Marktanalyse & Details

Geschäftsjahr 2025/26: Verlust und Umsatzrückgang als Belastungsfaktoren

Der dargestellte Jahresverlust unterstreicht den anhaltend schwierigen Rahmen im Zuckergeschäft. Neben der operativen Schwäche spielen laut Vorstand vor allem hohe Abschreibungen eine Rolle, die die Ergebnisse zusätzlich belastet haben. Der Umsatzrückgang um fast 14 Prozent zeigt zudem, dass das Unternehmen nicht nur mit Kosten- und Bewertungsthemen, sondern auch mit einer schwächeren Erlösbasis konfrontiert ist.

  • Verlust: 362 Millionen Euro nach -78 Millionen Euro im Vorjahr
  • Umsatz: -14 Prozent auf 8,35 Milliarden Euro
  • Ursachen: schwieriges Marktumfeld und hohe außerordentliche Abschreibungen

Dividende: Nach Kürzung nun komplette Aussetzung

Nach der bereits zuvor reduzierten Dividende folgt nun der nächste Schritt: Für das Geschäftsjahr 2025/26 ist laut Ankündigung keine Dividende vorgesehen. Für Anleger ist das vor allem deshalb relevant, weil Dividenden in zyklischen Branchen häufig an Stabilität in Ergebnis und Cashflow gebunden sind – und diese Stabilität aktuell offensichtlich noch nicht erreicht ist.
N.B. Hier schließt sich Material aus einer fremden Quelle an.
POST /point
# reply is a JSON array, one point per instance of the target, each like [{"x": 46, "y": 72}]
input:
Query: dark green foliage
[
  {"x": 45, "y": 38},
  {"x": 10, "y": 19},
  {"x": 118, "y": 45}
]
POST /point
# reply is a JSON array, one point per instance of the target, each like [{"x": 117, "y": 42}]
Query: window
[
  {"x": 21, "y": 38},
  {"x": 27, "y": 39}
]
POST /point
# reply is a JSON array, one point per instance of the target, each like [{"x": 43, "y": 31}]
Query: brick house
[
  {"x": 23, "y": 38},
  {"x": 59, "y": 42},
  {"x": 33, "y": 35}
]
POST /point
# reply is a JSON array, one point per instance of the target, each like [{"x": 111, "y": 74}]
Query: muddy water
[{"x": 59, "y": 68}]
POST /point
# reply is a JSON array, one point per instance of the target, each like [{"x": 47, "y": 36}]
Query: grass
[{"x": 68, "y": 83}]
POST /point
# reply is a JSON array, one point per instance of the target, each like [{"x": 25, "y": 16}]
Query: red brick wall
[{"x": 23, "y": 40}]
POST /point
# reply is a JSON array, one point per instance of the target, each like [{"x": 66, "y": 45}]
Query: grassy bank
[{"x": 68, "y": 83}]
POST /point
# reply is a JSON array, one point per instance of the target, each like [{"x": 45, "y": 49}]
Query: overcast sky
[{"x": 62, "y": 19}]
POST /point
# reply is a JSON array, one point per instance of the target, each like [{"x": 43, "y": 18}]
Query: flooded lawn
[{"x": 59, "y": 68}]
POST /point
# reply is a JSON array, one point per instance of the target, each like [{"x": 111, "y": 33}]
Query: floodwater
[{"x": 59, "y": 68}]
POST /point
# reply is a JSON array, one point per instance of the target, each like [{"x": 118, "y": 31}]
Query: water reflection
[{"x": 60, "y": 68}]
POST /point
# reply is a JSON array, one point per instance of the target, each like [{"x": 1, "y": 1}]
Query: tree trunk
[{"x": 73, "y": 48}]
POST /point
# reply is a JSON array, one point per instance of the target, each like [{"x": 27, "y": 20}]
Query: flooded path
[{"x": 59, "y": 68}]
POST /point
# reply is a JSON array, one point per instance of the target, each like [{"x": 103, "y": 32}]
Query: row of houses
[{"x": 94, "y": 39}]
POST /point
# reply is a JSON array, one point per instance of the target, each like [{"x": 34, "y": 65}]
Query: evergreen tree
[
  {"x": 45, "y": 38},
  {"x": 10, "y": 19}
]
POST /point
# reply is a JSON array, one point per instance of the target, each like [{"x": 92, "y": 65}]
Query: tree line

Ausblick 2026/27: Umsatz nahezu stabil, EBITDA mit Risiko nach unten

Der Vorstand konkretisiert die Prognose für 2026/27: Beim Umsatz peilt Südzucker 8,0 bis 8,4 Milliarden Euro an. Damit soll der Erlös im Bestfall nur auf Vorjahresniveau liegen. Beim operativen Ergebnis vor Zinsen, Steuern und Abschreibungen (EBITDA) erwartet das Unternehmen weiterhin 480 bis 680 Millionen Euro – als Vergleich dient ein Vorjahreswert von 535 Millionen Euro.

Analysten-Einordnung: Der Korridor für das EBITDA wirkt auf den ersten Blick breit, signalisiert aber zugleich, dass das Management Preis- und Margendruck im Zuckermarkt nicht ausräumen kann. Für Anleger deutet diese Kombination aus „nahezu stabilen“ Umsatzerwartungen und potenziell schwankendem EBITDA darauf hin, dass sich die Ergebnisqualität stark über Preisniveaus und Kostenstruktur entscheidet. Solange die Zuckermarkt-Preise nicht klar drehen, bleibt die Visibilität begrenzt – und damit auch die Bewertungsunterstützung durch stabile Ertragskraft.

Börsenreaktion & Analystenstimmen: Kursziel runter nach dem Ausblick

Auch an der Analystenfront setzte nach dem neuen Ausblick Zurückhaltung ein: Mehrere Häuser senkten ihre Kursziele. Zusätzlich wurde die Aktie unter anderem von der Deutschen Bank auf „Halten“ zurückgestuft – mit dem Hinweis auf Preisrisiken im Markt.

Die Kursentwicklung passt dazu: Obwohl der Titel seit Jahresbeginn noch deutlich im Plus liegt, zeigt das heutige Tagesminus, dass der Markt die Risikoabwägung nun stärker einpreist.

Fazit & Ausblick

Für Südzucker bleibt die zentrale Frage in 2026/27: Gelingt es, den Margendruck im Zuckermarkt zu begrenzen und die Ergebnisvolatilität zu reduzieren? Die Dividendenpause und der konservativ formulierte Ausblick sprechen aktuell eher dagegen.

Anleger sollten in den kommenden Wochen besonders auf Preisentwicklungen am Zuckermarkt, die Fortschritte bei der Kosten- und Bewertungsstabilisierung sowie die nächsten Zwischenberichte achten, in denen sich zeigen wird, ob der EBITDA-Korridor näher an die obere oder untere Bandbreite tendiert.